Listening to the BBC's popular 'Medical Matters' podcast recently, I was impressed by the effectiveness of three simple steps the NHS trialled in Bedfordshire to reduce the numbers of people who don't turn up on time for an appointment at their GP. 6 million missed appointments cost the health service millions of pounds a year, adding up to days of lost GP time, all because of 'do not attends' (DNAs). Traditional approaches to the problem have included sending out reminder letters and putting up posters in the waiting room telling patients how many people miss their appointment or how many GP days are lost.
The first and second steps are that when somebody is making an appointment, the patient is asked to write it down on a small card, rather than the receptionist doing it, and repeat back out loud the time and date (easier if people are on the phone). The third step is that posters were put up in the surgery focussing on the positive, saying that 95% of patients do turn up to their appointments on time.

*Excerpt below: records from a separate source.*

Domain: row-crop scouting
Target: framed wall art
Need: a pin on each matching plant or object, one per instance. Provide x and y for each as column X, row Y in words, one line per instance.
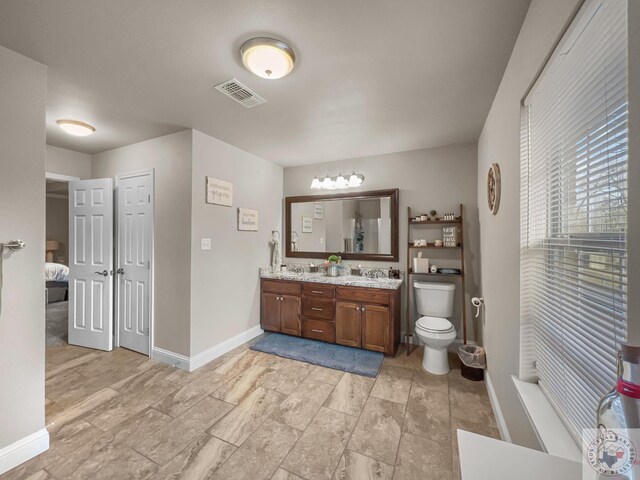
column 247, row 220
column 219, row 192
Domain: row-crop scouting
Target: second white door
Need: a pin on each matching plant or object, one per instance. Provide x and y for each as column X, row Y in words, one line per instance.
column 134, row 197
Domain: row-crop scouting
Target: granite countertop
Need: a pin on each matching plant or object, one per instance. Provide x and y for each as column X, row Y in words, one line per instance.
column 343, row 280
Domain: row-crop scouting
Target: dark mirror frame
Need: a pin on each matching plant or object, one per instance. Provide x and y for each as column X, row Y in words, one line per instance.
column 392, row 193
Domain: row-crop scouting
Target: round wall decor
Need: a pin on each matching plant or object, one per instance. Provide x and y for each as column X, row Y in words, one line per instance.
column 493, row 188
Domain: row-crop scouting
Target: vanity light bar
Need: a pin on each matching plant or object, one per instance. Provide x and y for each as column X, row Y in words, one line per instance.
column 337, row 183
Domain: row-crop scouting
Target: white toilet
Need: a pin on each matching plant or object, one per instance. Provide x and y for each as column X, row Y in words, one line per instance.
column 434, row 302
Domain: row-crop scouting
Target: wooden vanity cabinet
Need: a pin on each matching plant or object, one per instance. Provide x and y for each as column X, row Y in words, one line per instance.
column 375, row 327
column 348, row 324
column 281, row 307
column 353, row 316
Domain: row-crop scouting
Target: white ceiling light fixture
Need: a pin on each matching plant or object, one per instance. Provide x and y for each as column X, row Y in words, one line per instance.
column 337, row 183
column 75, row 127
column 267, row 57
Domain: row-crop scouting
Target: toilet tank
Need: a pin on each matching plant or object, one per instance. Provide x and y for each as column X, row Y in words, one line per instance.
column 434, row 299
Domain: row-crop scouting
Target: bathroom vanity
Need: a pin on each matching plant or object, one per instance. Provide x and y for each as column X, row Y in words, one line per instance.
column 348, row 310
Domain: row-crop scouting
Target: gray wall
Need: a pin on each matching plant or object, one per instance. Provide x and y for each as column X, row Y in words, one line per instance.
column 170, row 156
column 225, row 286
column 438, row 178
column 57, row 226
column 22, row 329
column 500, row 234
column 68, row 162
column 633, row 312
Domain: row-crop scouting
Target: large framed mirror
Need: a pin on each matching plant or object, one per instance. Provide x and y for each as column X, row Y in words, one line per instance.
column 358, row 226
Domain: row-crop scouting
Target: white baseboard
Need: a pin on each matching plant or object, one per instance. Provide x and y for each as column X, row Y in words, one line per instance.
column 216, row 351
column 497, row 411
column 24, row 449
column 171, row 358
column 190, row 364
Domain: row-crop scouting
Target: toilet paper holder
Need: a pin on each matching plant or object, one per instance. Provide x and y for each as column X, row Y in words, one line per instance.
column 477, row 302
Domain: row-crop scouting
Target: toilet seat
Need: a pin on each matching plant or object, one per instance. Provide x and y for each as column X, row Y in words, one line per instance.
column 434, row 325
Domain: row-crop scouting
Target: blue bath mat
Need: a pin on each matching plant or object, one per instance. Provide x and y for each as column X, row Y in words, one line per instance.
column 338, row 357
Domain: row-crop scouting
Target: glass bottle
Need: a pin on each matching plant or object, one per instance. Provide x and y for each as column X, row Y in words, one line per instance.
column 619, row 410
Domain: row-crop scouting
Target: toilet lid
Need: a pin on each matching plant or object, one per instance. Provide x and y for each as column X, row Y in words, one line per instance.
column 434, row 324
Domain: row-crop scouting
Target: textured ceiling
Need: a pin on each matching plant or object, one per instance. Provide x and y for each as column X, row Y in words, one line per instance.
column 372, row 76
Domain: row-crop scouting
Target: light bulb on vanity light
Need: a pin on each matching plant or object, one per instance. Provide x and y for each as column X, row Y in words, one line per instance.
column 315, row 183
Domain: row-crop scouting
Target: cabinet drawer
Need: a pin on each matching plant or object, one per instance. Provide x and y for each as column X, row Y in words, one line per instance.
column 318, row 308
column 285, row 288
column 364, row 295
column 319, row 330
column 322, row 291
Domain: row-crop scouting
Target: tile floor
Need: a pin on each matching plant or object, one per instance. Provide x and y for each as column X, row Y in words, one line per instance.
column 119, row 415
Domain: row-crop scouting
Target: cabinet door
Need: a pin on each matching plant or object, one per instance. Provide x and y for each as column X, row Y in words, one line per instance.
column 348, row 324
column 375, row 328
column 270, row 312
column 290, row 315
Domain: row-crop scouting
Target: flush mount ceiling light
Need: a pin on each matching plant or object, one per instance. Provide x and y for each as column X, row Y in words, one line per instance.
column 337, row 183
column 75, row 127
column 267, row 57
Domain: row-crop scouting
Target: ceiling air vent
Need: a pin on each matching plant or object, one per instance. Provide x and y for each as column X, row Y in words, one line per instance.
column 241, row 94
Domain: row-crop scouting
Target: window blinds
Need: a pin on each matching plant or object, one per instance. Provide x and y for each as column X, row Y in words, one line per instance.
column 574, row 214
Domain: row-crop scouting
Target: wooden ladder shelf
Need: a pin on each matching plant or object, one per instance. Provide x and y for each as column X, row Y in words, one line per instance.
column 458, row 250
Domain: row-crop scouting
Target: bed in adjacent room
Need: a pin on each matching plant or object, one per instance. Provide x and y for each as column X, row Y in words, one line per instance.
column 56, row 282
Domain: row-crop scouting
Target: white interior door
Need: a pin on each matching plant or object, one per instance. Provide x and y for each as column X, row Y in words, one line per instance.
column 134, row 243
column 91, row 263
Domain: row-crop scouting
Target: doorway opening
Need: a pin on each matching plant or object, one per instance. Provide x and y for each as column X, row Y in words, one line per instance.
column 56, row 258
column 99, row 262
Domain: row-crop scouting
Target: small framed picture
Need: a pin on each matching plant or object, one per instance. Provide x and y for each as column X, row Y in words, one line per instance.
column 247, row 220
column 307, row 225
column 318, row 211
column 219, row 192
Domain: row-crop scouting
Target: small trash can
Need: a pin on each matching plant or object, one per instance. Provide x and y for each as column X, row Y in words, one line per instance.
column 474, row 361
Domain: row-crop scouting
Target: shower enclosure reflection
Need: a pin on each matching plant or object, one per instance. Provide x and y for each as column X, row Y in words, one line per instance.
column 358, row 225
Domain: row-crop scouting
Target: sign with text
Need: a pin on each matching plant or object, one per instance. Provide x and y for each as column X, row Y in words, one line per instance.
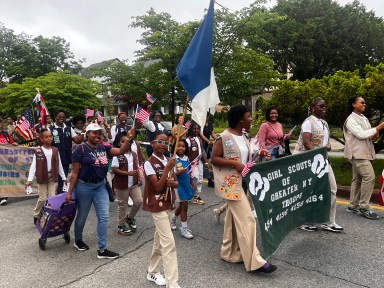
column 14, row 167
column 289, row 192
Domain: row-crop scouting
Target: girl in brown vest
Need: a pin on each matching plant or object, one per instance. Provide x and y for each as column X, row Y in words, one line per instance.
column 161, row 203
column 46, row 164
column 127, row 182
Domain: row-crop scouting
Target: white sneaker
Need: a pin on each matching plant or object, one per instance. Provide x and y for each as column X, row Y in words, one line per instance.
column 173, row 222
column 157, row 278
column 186, row 233
column 217, row 214
column 130, row 202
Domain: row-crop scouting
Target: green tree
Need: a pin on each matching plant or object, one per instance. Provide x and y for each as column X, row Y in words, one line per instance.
column 61, row 90
column 320, row 37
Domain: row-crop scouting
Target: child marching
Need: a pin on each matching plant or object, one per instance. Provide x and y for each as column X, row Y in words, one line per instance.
column 46, row 165
column 185, row 191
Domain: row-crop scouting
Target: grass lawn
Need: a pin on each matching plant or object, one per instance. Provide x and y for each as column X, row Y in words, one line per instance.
column 343, row 170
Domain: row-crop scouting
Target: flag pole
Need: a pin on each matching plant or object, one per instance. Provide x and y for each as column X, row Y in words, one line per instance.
column 177, row 142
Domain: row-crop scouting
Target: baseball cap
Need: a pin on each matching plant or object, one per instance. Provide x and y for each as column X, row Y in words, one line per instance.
column 93, row 127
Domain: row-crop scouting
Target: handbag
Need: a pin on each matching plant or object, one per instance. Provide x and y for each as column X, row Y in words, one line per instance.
column 111, row 194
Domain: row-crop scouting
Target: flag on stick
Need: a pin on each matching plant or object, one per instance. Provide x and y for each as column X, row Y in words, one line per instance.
column 195, row 70
column 187, row 124
column 24, row 125
column 89, row 113
column 150, row 98
column 141, row 114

The numbers of no-shows have fallen dramatically in the areas where this approach has been trialled, and the staff at GPs have been amazed at how successful these inexpensive and simple steps are. 'Do not attends' were reduced in total by nearly 32%! The most influencial single action was asking people themselves to write down the details of their appointment, which reduced no-shows by 18%. With the posters, the traditional message enabled people to think it's normal to not attend on time, and the people who didn't turn up don't see the posters anyway!
The principles at work here come, unsurprisingly, from social psychology. Professor Cialdini, who was behind the trial, explains that we all prefer to follow through on commitments we have made (especially if they are made publically), and that we like to follow the lead of people similar to us. So, writing down and repeating back the appointment time is making an active commitment, and seeing the poster saying what a large number of people do turn up on time makes us think that 'I want to be part of that 95%'!
So, how can we apply these principles to walking more often, or walking further? Take a challenge on the Walk4Life website, but then tell people about the challenge you have chosen! Tell your friends and family (they might join you in the challenge, you never know!), tell them in person or on facebook or twitter! We all know that we are more likely to remember things if we write them down. Look for a walking group to join near you, and write down the walks you want to join them on! Start to feel like you are the sort of person who walks regulary - walks to the bus stop instead of jumping into a car, walks to the shops or school, walks to take the recycling. And, if you are a parent with the opportunity for your child to join a walking bus, try the techniques with other parents, "will you drop your child off at the start point?", or "will you help escort the children tomorrow?" - "yes, I will"!